In the same way that there can be rags-to-riches stories, there can be riches-to-rags stories. Any ordinary person can go from one day making ends meet to experiencing a significant monetary shortfall that puts them further and further behind. However, some of the reasons why everyday people go into debt may just shock you:
Here are the 5 Most Common Reasons for Debt
Unexpected Expense or Emergency
When you live paycheck to paycheck, as many Americans do, it can take just one unexpected expense to empty your bank account. A medical bill, a car repair, or home maintenance, like a roof or plumbing repair, is important to spend money on, but often at the expense of everyday bills like groceries, gas, and utilities.
When facing such a situation, you may research how express loans work or a payday loan, so you can cover your costs until payday. Despite feeling alone in a situation like this, you’re not. A Bankrate survey found that just 47% of Americans could cover a $1,000 emergency expense.
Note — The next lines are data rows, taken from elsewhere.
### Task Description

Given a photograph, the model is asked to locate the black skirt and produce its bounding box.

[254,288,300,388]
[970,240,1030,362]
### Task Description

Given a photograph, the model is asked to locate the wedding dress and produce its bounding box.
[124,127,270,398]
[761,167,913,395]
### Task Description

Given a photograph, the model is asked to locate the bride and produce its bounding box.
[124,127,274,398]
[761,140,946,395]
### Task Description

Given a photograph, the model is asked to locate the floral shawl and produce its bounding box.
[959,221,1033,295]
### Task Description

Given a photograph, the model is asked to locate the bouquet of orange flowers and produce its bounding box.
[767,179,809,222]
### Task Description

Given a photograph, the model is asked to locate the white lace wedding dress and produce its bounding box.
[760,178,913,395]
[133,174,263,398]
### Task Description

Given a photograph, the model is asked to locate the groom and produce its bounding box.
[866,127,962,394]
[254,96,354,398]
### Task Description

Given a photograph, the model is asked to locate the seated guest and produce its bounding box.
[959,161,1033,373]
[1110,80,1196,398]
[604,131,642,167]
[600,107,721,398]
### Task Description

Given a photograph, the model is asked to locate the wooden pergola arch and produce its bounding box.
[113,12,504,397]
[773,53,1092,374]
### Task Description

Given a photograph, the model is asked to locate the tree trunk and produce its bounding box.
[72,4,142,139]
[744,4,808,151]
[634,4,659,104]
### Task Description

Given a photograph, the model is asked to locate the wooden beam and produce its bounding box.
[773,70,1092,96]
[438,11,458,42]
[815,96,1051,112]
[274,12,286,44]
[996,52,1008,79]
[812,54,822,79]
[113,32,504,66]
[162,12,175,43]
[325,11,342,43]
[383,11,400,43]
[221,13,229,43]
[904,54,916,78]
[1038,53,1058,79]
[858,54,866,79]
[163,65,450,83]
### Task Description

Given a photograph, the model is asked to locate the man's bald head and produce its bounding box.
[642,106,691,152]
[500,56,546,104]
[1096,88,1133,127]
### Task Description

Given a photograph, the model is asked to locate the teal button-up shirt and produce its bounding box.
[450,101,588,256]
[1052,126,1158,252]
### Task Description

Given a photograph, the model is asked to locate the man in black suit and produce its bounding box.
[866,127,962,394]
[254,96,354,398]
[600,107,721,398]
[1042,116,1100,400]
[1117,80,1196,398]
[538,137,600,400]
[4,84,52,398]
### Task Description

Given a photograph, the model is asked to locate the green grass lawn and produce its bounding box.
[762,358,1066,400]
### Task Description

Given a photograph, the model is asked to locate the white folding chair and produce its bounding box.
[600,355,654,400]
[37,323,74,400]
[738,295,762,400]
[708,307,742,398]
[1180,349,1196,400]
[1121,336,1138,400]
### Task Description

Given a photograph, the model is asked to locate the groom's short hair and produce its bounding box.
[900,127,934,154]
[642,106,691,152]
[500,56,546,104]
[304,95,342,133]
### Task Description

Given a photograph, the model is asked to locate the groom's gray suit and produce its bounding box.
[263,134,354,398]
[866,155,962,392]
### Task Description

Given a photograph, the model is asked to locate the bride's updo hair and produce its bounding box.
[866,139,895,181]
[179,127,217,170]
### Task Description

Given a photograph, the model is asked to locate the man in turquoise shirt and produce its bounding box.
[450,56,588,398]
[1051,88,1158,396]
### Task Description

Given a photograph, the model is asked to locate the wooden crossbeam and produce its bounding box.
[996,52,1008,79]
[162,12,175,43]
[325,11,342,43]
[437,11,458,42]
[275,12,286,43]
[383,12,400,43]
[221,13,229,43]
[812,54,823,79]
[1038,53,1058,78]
Around 29% of Americans also have more credit card debt than they do in emergency savings.
Poor Money Management and Budgeting
In some situations, people end up in significant debt because they lack basic money management and budgeting skills. They often earn enough to cover their everyday living expenses, but they have impulsiveness and make purchases they can’t necessarily afford. This means they’re spending more than they’re earning, which is adding more and more debt to their financial situation.
Income Shortfalls
The sad reality is that many people simply don’t earn enough money to cover their basic costs. A Bank of America Institute analysis in late 2025 found that an estimated 24% of US households live paycheck to paycheck and spend over 95% of their income on necessities, leaving nothing for luxuries.
Income shortfalls can happen for many reasons, such as a generally low income in which everyday living costs exceed what someone earns each pay cycle. Some people have their hours reduced unexpectedly, and others lose their jobs. These are all unfortunate situations that can quickly put people into debt.
High Cost of Living
Debt can happen slowly. It starts with someone earning enough week to week, so they spend their money in the same way every week. Over time, they’re hit with unexpectedly high utility bills, grocery bills that slowly creep up, and shocks at the gas station when fuel prices rise.
Before long, the sum of money that once covered all their costs has left them short. It’s easy to chalk it up to a bad week, but when spending habits don’t change to meet higher living costs, it can quickly turn into unmanageable debt.
Life and Relationship Events
Life can throw us some curveballs sometimes. You can quickly go from living comfortably with a spouse and maintaining a house and lifestyle with two incomes to struggling to cover everyday costs on one income. When major life and relationship events occur, reduced household income and high legal costs can quickly lead to unmanageable debt.
Read: How to Take Control of Your Finances
It’s easy to assume that only fiscally irresponsible people end up in financial strife, but that’s not always the case. Life changes, the high cost of living, and unexpected expenses can all push everyday people further and further into debt.
Frequently Asked Questions (FAQs)
1. What role does poor budgeting play in debt?
Poor budgeting leads to overspending and lack of savings. Without tracking expenses, people often spend more than they earn, increasing their reliance on credit.
2. How does the rising cost of living increase debt risk?
As daily expenses rise, income may not keep up. This gap often forces people to borrow money or use credit cards to manage basic needs.
3. What are early signs that you are heading toward debt?
Frequent use of credit, missing payments, no savings, and relying on loans for basic expenses are early warning signs of debt.